Arrêté en 1936, en Espagne franquiste, alors qu’il était correspondant d’un journal libéral anglais, Koestler fut enfermé dans une cellule de condamné à mort. Son « Testament » est donc la méditation d’un homme qui s’attend à mourir et qui, avant l’échéance, note les bruits de la prison, fixe la myriade d’images suscitées par des sens aiguisés jusqu’à l’acuité, suit les mille réflexions d’un esprit qui tourne à vide et bute constamment sur les problèmes fondamentaux de l’être. Auprès des récits affreux rapportés par les « concentrationnaires », « Un Testament espagnol » ne pâlit nullement et garde un son authentique et profond.
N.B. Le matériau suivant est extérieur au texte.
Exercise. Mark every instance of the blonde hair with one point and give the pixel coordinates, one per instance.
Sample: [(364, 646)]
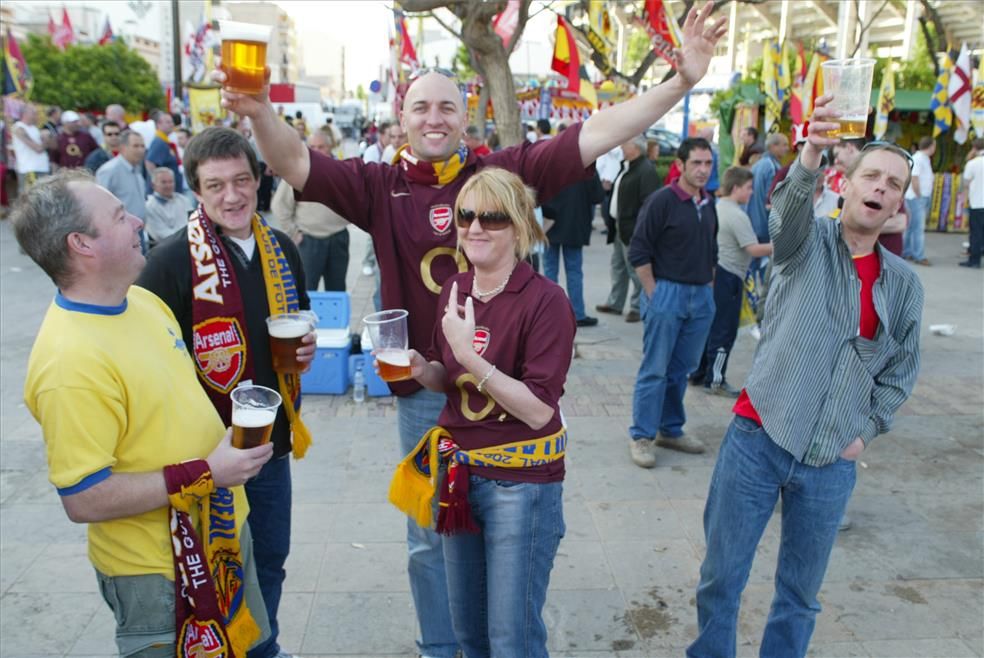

L’auteur, délivré in extremis, a pu heureusement continuer son œuvre. « Darkness at noon » vient d’être publié sous le titre : « Le Zéro et l’Infini » ; dans les mois qui viennent seront traduits quelques autres de ses principaux ouvrages : « Scum of the Earth » (« La lie de la terre« ), « Le Yogi et le Commissaire ». Son dernier ouvrage : « The Fraternity of Pessimists » (« La Confrérie des pessimistes »), où l’on trouve cette phrase sur la guerre que nous venons de vivre : « J’ai la conviction que nous luttons contre un mensonge absolu au nom d’une demi-vérité », n’est malheureusement pas encore inscrit au catalogue de nos éditeurs. On ne peut toutefois attendre, pour signaler l’intérêt extrême de l’ouvrage qui nous est donné aujourd’hui : « Spartacus » (1).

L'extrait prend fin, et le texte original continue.